MAHKEMESİ : Bursa Bölge Adliye Mahkemesi 1. Hukuk Dairesi
İLK DERECE MAHKEMESİ : Bursa 1. Asliye Hukuk Mahkemesi

Taraflar arasındaki inançlı işlem nedeni ile tapu iptal tescil uygun görülmezse terditli tazminat davasından dolayı yapılan yargılama sonunda, İlk Derece Mahkemesince davanın reddine karar verilmiştir.

Kararın davacılar vekili tarafından istinaf edilmesi üzerine, Bölge Adliye Mahkemesince başvurunun esastan reddine karar verilmiştir.

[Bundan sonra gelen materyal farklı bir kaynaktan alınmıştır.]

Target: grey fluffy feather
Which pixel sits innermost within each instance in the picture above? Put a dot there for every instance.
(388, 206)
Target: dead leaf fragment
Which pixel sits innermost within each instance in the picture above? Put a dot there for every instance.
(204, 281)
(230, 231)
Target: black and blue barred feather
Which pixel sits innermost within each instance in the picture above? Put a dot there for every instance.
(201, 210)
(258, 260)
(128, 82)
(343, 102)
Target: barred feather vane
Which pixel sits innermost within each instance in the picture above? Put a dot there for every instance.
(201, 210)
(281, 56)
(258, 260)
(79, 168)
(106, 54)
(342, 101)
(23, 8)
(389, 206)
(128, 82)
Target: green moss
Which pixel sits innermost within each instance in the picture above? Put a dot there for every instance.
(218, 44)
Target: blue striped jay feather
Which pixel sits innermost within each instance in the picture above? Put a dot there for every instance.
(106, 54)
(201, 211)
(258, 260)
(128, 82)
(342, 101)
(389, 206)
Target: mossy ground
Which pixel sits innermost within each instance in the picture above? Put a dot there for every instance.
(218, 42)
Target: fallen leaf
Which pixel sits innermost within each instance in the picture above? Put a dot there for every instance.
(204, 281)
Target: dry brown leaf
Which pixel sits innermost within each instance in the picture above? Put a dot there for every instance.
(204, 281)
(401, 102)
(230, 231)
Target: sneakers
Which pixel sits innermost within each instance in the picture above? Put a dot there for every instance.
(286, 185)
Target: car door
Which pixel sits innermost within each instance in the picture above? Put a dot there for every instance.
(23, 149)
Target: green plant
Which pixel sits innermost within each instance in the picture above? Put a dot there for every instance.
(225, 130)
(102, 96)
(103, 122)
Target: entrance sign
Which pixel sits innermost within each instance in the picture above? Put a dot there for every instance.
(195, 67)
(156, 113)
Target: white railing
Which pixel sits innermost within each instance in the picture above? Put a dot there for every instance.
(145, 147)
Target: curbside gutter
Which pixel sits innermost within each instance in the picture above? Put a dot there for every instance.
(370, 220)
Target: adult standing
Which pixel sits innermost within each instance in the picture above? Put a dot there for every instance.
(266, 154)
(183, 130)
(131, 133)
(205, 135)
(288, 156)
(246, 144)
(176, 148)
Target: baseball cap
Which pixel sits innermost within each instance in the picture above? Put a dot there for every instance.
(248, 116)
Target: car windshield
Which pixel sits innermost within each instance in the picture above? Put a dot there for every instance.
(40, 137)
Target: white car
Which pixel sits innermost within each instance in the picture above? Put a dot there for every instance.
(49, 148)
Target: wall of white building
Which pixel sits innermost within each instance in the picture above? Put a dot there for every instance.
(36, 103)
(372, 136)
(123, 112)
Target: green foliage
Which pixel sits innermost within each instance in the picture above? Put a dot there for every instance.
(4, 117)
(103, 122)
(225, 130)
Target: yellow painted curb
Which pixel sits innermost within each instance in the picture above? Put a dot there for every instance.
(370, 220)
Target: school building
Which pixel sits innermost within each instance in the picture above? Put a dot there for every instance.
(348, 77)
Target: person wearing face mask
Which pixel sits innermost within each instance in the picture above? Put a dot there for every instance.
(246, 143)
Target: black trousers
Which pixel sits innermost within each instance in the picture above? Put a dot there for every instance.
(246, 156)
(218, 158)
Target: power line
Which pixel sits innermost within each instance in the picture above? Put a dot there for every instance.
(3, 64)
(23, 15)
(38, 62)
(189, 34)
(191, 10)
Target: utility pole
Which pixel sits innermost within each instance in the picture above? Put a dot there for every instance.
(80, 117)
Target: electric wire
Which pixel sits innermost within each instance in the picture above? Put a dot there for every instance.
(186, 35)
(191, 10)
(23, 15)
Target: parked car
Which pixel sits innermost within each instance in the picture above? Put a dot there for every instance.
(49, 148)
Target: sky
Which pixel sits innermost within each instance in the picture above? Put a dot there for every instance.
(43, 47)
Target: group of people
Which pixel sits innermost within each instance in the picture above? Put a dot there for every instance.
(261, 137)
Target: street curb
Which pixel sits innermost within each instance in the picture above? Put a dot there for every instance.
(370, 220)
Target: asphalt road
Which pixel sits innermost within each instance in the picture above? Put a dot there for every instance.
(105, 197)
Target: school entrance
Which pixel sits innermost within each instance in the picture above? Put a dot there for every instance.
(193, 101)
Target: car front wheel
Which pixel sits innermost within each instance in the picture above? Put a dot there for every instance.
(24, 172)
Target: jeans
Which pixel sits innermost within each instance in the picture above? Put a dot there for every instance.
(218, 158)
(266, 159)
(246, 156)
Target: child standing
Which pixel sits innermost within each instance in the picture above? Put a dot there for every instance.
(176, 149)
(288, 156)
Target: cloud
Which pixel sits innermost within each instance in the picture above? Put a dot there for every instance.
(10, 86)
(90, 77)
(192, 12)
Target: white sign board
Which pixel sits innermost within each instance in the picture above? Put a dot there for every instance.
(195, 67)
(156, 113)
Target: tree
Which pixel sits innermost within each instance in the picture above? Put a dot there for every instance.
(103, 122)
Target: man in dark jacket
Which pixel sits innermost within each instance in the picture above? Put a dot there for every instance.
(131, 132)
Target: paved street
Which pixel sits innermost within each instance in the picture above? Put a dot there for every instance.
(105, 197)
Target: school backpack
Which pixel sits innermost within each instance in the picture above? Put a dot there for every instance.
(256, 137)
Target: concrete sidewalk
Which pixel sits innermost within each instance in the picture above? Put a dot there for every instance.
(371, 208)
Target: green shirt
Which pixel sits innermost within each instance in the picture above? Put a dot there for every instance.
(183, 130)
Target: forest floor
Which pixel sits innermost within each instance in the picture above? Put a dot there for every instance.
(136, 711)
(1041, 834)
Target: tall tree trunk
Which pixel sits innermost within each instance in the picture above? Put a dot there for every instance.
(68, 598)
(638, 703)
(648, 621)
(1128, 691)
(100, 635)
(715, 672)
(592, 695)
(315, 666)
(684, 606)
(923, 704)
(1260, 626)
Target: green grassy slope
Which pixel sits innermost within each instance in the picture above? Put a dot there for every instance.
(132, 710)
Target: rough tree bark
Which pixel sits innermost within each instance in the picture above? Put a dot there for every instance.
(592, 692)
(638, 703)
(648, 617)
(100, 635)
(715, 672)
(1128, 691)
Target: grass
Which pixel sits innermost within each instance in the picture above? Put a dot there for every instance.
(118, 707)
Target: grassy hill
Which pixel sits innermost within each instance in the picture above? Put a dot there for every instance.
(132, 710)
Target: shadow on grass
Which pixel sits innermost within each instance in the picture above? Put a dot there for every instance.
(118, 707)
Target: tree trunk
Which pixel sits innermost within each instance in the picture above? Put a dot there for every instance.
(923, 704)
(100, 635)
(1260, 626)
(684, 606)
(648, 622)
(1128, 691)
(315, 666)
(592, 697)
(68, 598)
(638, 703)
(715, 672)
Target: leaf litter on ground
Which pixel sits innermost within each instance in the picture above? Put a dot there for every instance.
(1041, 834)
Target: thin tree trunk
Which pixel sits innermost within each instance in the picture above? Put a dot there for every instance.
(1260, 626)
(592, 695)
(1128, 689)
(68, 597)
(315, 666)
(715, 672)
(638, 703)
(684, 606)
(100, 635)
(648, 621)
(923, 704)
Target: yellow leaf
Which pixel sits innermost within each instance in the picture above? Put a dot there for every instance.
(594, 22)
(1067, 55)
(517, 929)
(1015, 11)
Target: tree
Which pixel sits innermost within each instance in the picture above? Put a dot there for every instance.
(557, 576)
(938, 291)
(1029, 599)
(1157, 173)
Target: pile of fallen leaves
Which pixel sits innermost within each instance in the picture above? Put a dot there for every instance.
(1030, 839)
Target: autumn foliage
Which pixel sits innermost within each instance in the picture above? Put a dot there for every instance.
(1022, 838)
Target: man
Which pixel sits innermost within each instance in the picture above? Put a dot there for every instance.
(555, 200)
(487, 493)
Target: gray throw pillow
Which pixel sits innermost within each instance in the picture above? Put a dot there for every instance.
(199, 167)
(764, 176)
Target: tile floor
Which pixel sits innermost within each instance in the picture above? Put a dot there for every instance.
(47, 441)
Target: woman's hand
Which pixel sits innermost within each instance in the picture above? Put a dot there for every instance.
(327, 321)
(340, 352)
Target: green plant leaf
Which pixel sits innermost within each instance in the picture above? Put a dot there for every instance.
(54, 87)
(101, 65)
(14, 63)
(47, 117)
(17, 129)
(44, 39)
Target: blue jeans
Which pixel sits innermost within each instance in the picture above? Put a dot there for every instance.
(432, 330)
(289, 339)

Bölge Adliye Mahkemesi kararı davacılar vekili tarafından temyiz edilmekle; kesinlik, süre, temyiz şartı ve diğer usul eksiklikleri yönünden yapılan ön inceleme sonucunda, temyiz dilekçesinin kabulüne karar verildikten ve Tetkik Hâkimi tarafından hazırlanan rapor dinlendikten sonra dosyadaki belgeler incelenip gereği düşünüldü:

I. DAVA
Davacılar vekili dava dilekçesinde; davacılar ile davalının kardeş olduklarını, davacılar tarafından yatırımlarının Türkiye’de bulunan davalı kardeşleri aracılığı ile yaptıklarını ancak davalının tüm taşınmazları kendi üzerine kaydettirdiğini ve davacılara hisselerini iade etmediğini belirtilerek dava konusu Bursa ili, …. ilçesi, …. Mahallesinde bulunan 641 ada 4 parsel sayılı taşınmazda müvekkillerinin hisselerine düşen ve davalı adına kayıtlı olan 1, 3, 4, 6, 15 numaralı bağımsız bölümler ile Bursa ili, Osmangazi ilçesi, ….. Mahallesinde bulunan 4691 ada 6 parsel sayılı taşınmazın davalı adına olan tapu kaydının ¾ oranında iptali ile davacılar adlarına tescilini uygun görülmezse davalıya ödedikleri bedel ve yaptıkları katkının denkleştirici adalet ilkesine göre ulaştığı bedelin taşınmazların sürüm değerinde yapılan artış miktarı da nazara alınarak dava konusu edilen taşınmazların dava tarihi itibariyle değerinin tahsilini talep etmiştir.

II. CEVAP
Davalı vekili cevap dilekçesinde; dava konusu taşınmazların tamamının müvekkili tarafından alındığını, davacılarla ortaklığının olmadığını, davacıların herhangi bir hakkının veya hisselerinin bulunmadığını, müvekkilinin 1989 yılının sonunda 67.000 Fransız Frangını borç olarak aldığını, borcu 18.000 Alman Markına endekslediklerini, daha sonra borcunu ödediğini, buna ilişkin protokolün dosyada mevcut olduğunu belirterek davanın reddini istemiştir.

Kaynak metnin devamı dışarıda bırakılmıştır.